I generally get home at about 6pm, when I inevitably sort out the day's fights between my children. Recently my husband started a new full-time job which has shaken up our schedule a bit, so I’ve really appreciated the flexibility at work. It’s great that you can leave early for a school assembly or a sports day without any judgement.
It's usually me that cooks the tea, as my husband gets back a bit later – if I ask him to cook it’s usually a takeaway. I choose meals that aren’t too demanding, and I plan ahead with batch-cooking and freezing at the weekends, so we eat a lot of chilli and casseroles. My husband gets sick of pasta, but I love it. It’s so easy!
How has Aviva helped to balance work with family life?
When I had children, staying on top of things became a military operation – it makes you very focused, and that’s something that’s stayed with me. Luckily, the new shift in awareness in the last few years means flexibility is genuinely accepted. As long as the work is being done, people don’t really care when you do it. In terms of stress levels, it really reduces that kind of present-ism panic. If we can work around life and family commitments and keep talented people in the workplace, why wouldn’t we?

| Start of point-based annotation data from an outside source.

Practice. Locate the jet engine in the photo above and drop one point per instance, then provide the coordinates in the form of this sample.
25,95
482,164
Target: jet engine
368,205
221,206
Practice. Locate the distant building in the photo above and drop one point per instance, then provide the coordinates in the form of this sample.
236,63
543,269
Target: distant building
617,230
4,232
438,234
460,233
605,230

How has the industry of media relations changed over the last 20 years?
Social media wasn’t a thing when I first started. At my first job, we were sending out press packs through the posts. I remember standing by a fax machine faxing out press releases, which is unthinkable now. I think we had one email account for the whole organisation!
Now social media has really taken over. We still do traditional press relations, but social media means we have our own channels where we can release the stories that we want. There’s a lot more control over what you put out into the world.
What advice would you give to someone working in your field today?
Have an open mind. Years ago, I thought I would never work in financial services – I didn’t think it would be interesting. Having worked here now for 12 years, I think any job is what you make it. Anything can be interesting if you can make it relevant to people. Working in media communications gives you the opportunity to work across lots of different areas – from diversity and inclusion to corporate responsibility for the environment.
If you didn't work in media, what would you do?
I’d like to bake cakes for a living, or do something crafty and creative, producing something with my hands. I have been recently watching The Great British Sewing Bee and thinking, I could do that! I couldn’t at all, of course. I think I’ve managed to break every sewing machine I’ve owned. So the idea is maybe best left in my head.
Finally, we've heard that you’re a mystery drama fan. Any recommendations?
I’m watching Line of Duty at the moment. I actually went back and watched previous series to check for anything I’d missed. I also like David Suchet’s Poirot, and Miss Marple – and I loved And Then There Were None on the BBC a few years ago. I'll watch anything from Midsomer Murders to Death in Paradise, all that rubbish. Wait, don’t say rubbish – all that excellent quality drama!